Imagine you are continuously rolling one six-sided fair die, and moving a token the amount on the die on a board with 1000 spaces. Assuming the token starts at zero, is there a general formula that describes the probability you will land on any three consecutive spaces? For instance, what is the probability you will land on either the 4th, 5th, or 6th spaces.

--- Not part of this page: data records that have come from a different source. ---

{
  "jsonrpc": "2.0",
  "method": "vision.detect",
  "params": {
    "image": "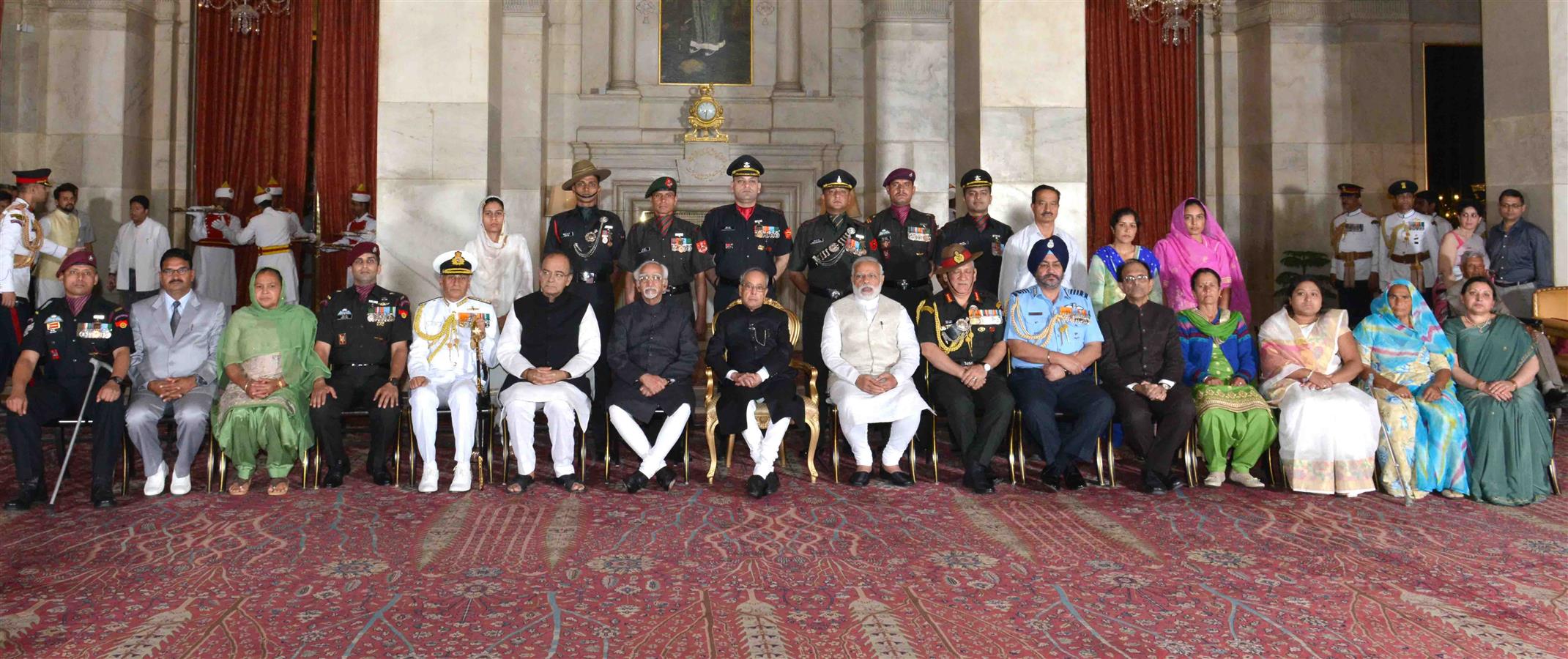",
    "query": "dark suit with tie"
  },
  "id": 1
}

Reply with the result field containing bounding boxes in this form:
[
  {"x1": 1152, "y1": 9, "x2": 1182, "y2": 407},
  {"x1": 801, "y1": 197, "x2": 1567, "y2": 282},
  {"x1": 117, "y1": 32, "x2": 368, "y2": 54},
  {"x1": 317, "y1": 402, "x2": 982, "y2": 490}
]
[{"x1": 125, "y1": 290, "x2": 229, "y2": 479}]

What is the probability you will land on the 998th, 999th, 1000th spaces?
I know it converges to a probability by running simulations, but I don't know how to mathematically describe it.
Let's start by defining $r(n)$ to be the probability that the sum is ever exactly $n$.
Let's express the probability that the sum will ever be $a$, $a+1$, or $a+2$ using $r$. Let's call that probability $P$.
For a set of positive integers $S$, define $p_s$ to be the probability that the sum will ever be in $S$.
Using the inclusion exclusion principal, we have $$ P = p_{\{a\}}+p_{\{a+1\}}+p_{\{a+2\}}-p_{\{a,a+1\}}-p_{\{a,a+2\}}-p_{\{a+1,a+2\}}+p_{\{a,a+1,a_2\}}.$$ We can calculate all of these probabilities using the function $r$.
We have $$ p_{\{a\}} = r(a), p_{\{a+1\}} = r(a+1), \text{ and } p_{\{a+2\}} = r(a+2).$$ Further, $$p_{\{a,a+1\}} = r(a) \frac{1}{6}$$ and $$p_{\{a+1,a+2\}} = r(a+1) \frac{1}{6}.$$ Since we can get to $a+2$ from $a$ in two ways, we have $$ p_{\{a,a+2\}} = r(a)\frac{1}{6}+ r(a)\frac{1}{36} = \frac{7}{36}r(a). $$ Finally, $$p_{\{a,a+1,a_2\}} = r(a) \frac{1}{36}.$$ Putting this all together, we have $$ P = \frac{2}{3}r(a)+\frac{5}{6}r(a+1)+r(a+2). $$
Now, here's the complicated part. The closed form for $r$ is $$ r(n) = \frac{2}{7} + \frac{1}{7} \sum_{i=2}^{7} A_i^n $$ where the $A_i$ are complex numbers inside the unit circle. From this, we know that as $n$ goes to infinity, $r(n)$ goes to $\frac{2}{7}$, and so, as $a$ goes to infinity, $P$ approaches $\frac{5}{7}$.
If we really want to calculate $P$ exactly for some specific $a$, we can use the relation $\frac{2}{3}r(a)+\frac{5}{6}r(a+1)+r(a+2)$ given earlier and then go about calculating these $r$ values using the recurrence $$ r(n) = \frac{1}{6}\sum_{i=1}^6 r(n-i) $$ for $n>6$ with $$r(1)= \frac{1}{6} $$ $$ r(2)=\frac{1}{6}+\frac{1}{6} r(1) = \frac{7}{36} $$ $$ r(3) = \frac{1}{6} + \frac{1}{6} r(2) + \frac{1}{6} r(1) = \frac{49}{216} $$ $$ r(4) = \frac{1}{6} + \frac{1}{6} r(3) + \frac{1}{6} r(2) + \frac{1}{6} r(1) = \frac{343}{1296} $$ $$ r(5) = \frac{1}{6} + \frac{1}{6} r(4) + \frac{1}{6} r(3) + \frac{1}{6} r(2) + \frac{1}{6} r(1) = \frac{2401}{7776} $$ $$ r(6) = \frac{1}{6} + \frac{1}{6} r(5) + \frac{1}{6} r(4) + \frac{1}{6} r(3) + \frac{1}{6} r(2) + \frac{1}{6} r(1) = \frac{16807}{46656} $$ This way, we can calculate, for instance, that the probability of ever having a sum of $4$, $5$ or $6$ is exactly $$ \frac{343}{432} $$ and of ever having a sum of $1000$, $1001$ or $1002$ is approximately $\frac{5}{7}+4.139\times10^{-138}$ (the exact fraction has too many digits in its numerator and denominator to display here).